El líder del movimiento Defensores de la Patria aseguró que el problema energético no apareció de la noche a la mañana, sino que es el resultado de años de malos manejos, fallas técnicas y decisiones políticas que terminaron agravando la crisis. Para el jurista, casos como Electricaribe y Air-e se convirtieron en ejemplo del deterioro del sistema en el Caribe colombiano.
Dentro de sus propuestas, De La Espriella plantea una fuerte inversión en infraestructura para modernizar las redes eléctricas, además de implementar tecnologías de medición inteligente que permitan reducir pérdidas y mejorar la eficiencia del servicio. Según explicó, el objetivo es garantizar energía más estable y tarifas más justas para hogares y empresarios.

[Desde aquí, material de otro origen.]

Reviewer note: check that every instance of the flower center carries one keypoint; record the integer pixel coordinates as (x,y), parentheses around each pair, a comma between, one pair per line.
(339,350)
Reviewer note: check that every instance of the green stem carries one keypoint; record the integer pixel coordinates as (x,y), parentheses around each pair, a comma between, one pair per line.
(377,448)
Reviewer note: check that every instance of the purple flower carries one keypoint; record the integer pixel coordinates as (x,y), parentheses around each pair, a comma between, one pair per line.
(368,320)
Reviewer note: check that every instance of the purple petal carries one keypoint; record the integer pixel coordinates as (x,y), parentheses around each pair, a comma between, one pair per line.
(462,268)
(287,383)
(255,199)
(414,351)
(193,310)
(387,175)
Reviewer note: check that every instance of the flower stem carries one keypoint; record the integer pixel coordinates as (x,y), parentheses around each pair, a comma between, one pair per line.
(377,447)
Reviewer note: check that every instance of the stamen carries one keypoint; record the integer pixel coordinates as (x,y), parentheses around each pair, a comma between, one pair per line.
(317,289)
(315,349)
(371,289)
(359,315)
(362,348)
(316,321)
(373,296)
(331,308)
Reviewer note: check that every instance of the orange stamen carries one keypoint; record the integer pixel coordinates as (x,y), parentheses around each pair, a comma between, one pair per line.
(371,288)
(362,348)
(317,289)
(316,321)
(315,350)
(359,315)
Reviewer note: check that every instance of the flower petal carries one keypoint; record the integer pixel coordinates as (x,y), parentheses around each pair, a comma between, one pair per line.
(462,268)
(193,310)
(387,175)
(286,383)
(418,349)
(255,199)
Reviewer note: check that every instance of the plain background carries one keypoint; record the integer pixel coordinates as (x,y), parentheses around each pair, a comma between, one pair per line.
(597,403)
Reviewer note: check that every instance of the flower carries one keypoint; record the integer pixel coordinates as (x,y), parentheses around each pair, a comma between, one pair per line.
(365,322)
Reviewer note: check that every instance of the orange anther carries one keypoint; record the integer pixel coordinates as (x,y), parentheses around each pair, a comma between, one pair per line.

La estrategia también incluye impulsar el uso de energía solar en la región Caribe mediante la instalación de techos solares en viviendas y negocios. Con esto, el candidato busca que las familias dependan menos de la red tradicional y logren reducir el impacto mensual de las facturas de energía.
Otro de los puntos planteados es revisar junto con la CREG las cargas regulatorias que, según el candidato, terminan afectando de manera desproporcionada a los usuarios del norte del país. Además, propuso modelos de energía prepago voluntarios para ayudar a familias de bajos ingresos a controlar mejor el consumo.
De La Espriella aseguró que la reducción de tarifas debe convertirse en una prioridad nacional y afirmó que el Caribe necesita una transformación energética que permita reactivar la economía y mejorar la calidad de vida de millones de personas que hoy sienten que tener luz dejó de ser un servicio básico para convertirse en un lujo.